In his lecture at the conference, Professor Michiel explained what a tattoo is and the transient nucleation of black tattoo ink from the perspective of multidisciplinary integration. Through many dynamic microscopic images, he showed us that under a sound field of sufficient pressure amplitude, tattoo ink particles, as a hydrophobic solid particle, can act as a cavitation nucleus, producing a cavitation effect and bursting to force the hydrophobic carbon black ink suspended in water using ultrasound. However, after sonication, the carbon black ink particles lose their acoustic activity due to the gas on the surface of the particles dissolving in water. Finally, based on the effect of ultrasound on tattoo ink particles, Professor Michiel suggested ultrasound could be an interesting tool for tattoo modification [14].

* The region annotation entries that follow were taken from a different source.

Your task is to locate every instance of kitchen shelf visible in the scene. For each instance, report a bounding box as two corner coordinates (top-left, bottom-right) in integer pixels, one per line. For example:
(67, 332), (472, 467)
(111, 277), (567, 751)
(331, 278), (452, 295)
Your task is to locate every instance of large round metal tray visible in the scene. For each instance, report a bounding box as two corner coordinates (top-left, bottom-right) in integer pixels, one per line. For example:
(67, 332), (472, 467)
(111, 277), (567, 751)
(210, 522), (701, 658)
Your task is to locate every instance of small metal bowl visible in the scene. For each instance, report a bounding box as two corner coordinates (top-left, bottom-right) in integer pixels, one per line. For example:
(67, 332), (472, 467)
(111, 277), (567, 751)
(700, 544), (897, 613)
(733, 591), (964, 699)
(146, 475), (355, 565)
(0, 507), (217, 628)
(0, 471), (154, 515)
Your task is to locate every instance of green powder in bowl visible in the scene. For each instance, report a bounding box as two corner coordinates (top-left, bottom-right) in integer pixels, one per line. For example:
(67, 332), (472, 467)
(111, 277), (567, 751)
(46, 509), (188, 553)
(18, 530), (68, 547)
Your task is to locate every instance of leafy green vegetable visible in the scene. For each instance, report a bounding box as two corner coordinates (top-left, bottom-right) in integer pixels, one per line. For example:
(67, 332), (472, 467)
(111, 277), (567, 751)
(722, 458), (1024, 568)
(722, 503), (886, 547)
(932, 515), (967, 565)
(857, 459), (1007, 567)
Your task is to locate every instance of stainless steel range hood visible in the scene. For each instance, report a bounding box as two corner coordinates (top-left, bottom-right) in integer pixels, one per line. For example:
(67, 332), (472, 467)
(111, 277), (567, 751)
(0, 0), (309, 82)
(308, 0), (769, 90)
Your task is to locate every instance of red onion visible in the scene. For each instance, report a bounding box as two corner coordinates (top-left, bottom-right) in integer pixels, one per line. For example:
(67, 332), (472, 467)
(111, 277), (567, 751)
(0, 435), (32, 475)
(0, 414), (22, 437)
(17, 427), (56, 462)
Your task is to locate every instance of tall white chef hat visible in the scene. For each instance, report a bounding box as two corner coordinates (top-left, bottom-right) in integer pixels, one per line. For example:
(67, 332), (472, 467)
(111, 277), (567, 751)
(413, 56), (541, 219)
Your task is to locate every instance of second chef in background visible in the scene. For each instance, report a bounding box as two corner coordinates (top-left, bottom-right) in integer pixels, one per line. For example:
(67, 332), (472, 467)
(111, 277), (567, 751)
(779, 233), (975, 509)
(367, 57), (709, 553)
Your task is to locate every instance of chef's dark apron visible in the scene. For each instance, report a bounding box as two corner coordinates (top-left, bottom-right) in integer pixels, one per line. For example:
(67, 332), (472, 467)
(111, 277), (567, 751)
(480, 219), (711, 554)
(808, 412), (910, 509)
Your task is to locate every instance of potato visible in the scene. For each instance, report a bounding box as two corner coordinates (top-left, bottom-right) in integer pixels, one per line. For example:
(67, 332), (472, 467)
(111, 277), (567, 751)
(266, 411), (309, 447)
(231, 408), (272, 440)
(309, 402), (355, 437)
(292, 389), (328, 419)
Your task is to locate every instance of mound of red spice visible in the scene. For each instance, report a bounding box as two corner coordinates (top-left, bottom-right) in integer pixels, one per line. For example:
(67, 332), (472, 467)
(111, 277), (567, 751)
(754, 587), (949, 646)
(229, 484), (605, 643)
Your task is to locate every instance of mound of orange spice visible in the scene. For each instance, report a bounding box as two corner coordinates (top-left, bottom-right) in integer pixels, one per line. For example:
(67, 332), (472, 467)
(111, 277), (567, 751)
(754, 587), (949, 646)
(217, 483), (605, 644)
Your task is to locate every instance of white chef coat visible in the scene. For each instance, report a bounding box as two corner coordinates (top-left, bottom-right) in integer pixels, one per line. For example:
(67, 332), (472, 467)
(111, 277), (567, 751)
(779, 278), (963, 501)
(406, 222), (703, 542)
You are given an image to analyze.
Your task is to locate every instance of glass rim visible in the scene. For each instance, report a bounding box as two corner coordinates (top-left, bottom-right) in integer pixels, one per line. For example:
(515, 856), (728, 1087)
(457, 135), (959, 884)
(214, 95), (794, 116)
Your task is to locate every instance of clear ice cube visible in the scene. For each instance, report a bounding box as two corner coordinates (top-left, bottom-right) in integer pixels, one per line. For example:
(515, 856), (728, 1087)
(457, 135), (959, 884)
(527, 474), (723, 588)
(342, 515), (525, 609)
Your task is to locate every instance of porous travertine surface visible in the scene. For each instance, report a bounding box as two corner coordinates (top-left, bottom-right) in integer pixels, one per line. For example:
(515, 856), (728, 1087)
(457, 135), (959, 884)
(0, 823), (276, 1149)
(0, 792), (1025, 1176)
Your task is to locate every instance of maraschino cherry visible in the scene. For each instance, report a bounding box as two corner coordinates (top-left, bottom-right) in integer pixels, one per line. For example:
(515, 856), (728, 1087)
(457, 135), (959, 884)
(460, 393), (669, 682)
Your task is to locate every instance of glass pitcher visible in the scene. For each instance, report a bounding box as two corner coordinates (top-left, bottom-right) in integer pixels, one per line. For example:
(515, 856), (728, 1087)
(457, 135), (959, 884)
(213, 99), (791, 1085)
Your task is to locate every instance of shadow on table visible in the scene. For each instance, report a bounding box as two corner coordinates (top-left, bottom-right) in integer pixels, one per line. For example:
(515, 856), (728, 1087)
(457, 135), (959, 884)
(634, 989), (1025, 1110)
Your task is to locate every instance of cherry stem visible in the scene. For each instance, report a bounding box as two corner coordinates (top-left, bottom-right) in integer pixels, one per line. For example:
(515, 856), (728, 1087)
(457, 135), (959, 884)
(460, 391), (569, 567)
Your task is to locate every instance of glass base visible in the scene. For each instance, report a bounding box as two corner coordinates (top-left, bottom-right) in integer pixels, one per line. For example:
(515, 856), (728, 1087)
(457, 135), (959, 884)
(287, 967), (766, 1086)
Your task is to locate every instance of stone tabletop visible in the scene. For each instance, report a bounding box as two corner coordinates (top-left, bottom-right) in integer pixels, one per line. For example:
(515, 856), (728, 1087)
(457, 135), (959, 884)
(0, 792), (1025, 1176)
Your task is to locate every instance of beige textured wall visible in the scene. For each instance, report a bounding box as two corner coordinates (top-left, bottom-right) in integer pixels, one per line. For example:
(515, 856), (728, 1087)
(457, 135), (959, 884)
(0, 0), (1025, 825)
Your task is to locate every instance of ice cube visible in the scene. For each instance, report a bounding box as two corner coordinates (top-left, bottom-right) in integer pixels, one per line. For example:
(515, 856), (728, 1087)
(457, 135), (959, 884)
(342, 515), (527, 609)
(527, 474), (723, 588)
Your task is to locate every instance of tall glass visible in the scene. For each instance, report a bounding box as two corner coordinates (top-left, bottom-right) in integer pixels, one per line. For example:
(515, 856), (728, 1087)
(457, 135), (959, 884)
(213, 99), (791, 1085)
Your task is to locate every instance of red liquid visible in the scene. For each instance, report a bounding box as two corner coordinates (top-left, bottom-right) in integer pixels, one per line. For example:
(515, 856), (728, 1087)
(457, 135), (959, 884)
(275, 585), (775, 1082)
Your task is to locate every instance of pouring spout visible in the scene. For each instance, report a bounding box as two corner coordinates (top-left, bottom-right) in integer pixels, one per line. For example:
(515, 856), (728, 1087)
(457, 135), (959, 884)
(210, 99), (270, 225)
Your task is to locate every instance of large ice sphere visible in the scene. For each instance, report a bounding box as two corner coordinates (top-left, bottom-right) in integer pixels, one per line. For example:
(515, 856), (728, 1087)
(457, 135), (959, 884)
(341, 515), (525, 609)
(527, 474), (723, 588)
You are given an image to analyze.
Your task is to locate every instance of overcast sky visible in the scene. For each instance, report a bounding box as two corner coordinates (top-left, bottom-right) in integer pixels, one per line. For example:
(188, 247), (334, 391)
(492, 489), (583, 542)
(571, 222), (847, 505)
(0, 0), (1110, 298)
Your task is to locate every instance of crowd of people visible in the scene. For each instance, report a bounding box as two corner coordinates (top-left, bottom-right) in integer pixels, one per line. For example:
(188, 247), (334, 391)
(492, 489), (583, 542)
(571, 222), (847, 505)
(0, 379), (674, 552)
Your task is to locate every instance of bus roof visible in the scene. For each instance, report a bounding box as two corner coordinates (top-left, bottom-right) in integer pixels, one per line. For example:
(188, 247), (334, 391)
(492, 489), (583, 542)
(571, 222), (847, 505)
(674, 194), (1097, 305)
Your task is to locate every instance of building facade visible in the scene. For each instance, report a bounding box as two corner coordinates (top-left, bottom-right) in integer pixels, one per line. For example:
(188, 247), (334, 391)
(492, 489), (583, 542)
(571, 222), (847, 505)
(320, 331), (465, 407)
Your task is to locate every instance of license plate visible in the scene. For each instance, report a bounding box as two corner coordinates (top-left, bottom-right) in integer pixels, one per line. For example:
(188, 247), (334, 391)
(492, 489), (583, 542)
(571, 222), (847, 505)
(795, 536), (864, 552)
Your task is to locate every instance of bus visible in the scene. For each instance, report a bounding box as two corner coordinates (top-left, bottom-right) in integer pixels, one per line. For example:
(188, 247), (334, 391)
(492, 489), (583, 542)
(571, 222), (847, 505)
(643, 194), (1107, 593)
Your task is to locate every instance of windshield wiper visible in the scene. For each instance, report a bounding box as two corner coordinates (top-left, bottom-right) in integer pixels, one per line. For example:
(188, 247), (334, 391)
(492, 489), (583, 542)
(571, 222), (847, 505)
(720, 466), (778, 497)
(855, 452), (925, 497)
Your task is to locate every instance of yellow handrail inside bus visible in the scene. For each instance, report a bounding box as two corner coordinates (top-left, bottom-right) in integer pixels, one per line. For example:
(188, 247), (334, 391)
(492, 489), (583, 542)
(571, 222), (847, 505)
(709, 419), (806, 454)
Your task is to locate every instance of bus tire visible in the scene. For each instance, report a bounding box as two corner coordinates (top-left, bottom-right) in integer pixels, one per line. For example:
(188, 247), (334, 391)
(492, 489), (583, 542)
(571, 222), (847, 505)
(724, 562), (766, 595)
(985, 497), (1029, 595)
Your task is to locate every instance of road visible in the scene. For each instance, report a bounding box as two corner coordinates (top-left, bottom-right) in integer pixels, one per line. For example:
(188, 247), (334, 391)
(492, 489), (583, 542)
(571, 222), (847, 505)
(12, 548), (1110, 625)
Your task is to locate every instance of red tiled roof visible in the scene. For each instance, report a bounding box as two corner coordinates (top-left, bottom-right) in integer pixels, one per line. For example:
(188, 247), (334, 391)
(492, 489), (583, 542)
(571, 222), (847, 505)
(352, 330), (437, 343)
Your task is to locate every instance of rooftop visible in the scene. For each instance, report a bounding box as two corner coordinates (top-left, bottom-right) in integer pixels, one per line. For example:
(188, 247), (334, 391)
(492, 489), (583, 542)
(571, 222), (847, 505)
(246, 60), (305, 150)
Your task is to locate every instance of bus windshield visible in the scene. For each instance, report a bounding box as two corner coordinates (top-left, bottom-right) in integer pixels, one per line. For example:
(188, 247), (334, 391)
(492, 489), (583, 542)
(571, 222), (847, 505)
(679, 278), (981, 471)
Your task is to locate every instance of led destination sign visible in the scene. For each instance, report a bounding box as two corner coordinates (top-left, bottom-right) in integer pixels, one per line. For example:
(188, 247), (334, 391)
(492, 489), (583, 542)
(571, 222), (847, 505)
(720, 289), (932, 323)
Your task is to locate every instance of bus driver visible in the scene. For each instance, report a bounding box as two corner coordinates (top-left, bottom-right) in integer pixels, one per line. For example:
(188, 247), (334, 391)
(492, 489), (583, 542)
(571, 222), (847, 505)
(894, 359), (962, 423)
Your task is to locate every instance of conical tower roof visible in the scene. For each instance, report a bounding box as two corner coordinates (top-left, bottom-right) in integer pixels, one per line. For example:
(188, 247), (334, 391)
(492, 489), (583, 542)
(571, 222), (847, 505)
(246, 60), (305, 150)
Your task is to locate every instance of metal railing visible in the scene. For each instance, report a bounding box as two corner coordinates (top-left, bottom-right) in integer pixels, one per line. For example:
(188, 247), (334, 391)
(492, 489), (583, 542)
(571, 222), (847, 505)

Professor Postema received an MSc in Geophysics from Utrecht University, The Netherlands, in 1996, a PhD in Physics from the University of Twente, The Netherlands, in 2004, and the Habilitation à Diriger des Recherches (DSc) in Life and Health Sciences from the University of Tours, France, in 2018. He was appointed Professor of Experimental Acoustics at the University of Bergen, Norway, in 2010, Professor of Ultrasonics at the Polish Academy of Sciences in 2016, and Distinguished Professor of Biomedical Engineering at the University of the Witwatersrand, Johannesburg, South Africa, in 2018. With extensive experience in physics, geophysics, acoustics and health sciences, he now chooses to integrate all his expertise to work with medical microparticles under sonication and in high-speed photography [6, 15, 16]. As can be seen from Professor Postema’s lecture, one can appreciate his vast knowledge and summarize that he is a cross-­disciplinary researcher, using novel techniques that are unique to the medical field.

Wai Kit Ming

Professor Ming is a clinician and scientist, with degrees in Public Health, Computer Science, and Economics from Oxford University, Harvard University, and Massachusetts Institute of Technology (MIT). Professor Ming opened his talk at the conference with the current COVID-19 pandemic as a starting point and described the current research status and trends of digital epidemiology in public health emergency management. Professor Ming discussed that as a result of the global impact of infectious diseases and health problems in urbanization, the task of disease prevention and control is very important in the new era. With the continuous development of the Internet, digital epidemiology is emerging which is an interdisciplinary research field (which includes public health and preventive medicine, communication, public administration, public crisis management, and sociology) that can be used to carry out disease prediction, disease monitoring, and medical resource allocation, so as to provide a theoretical basis and intellectual support for digital decision-making on public health events. Furthermore, Professor Ming described in detail the successful use of digital models in previous studies to predict the number of isolation wards and analyze medical resource allocation schemes such as masks, which provided advice for government decision-making and proved the advantages of digital epidemiology [1719]. Through his lecture, we can fully realize the significance and impact of multidisciplinary integration in curbing a global epidemic. In conclusion, Professor Ming emphasized the future of science requires close partnership and interdisciplinary research.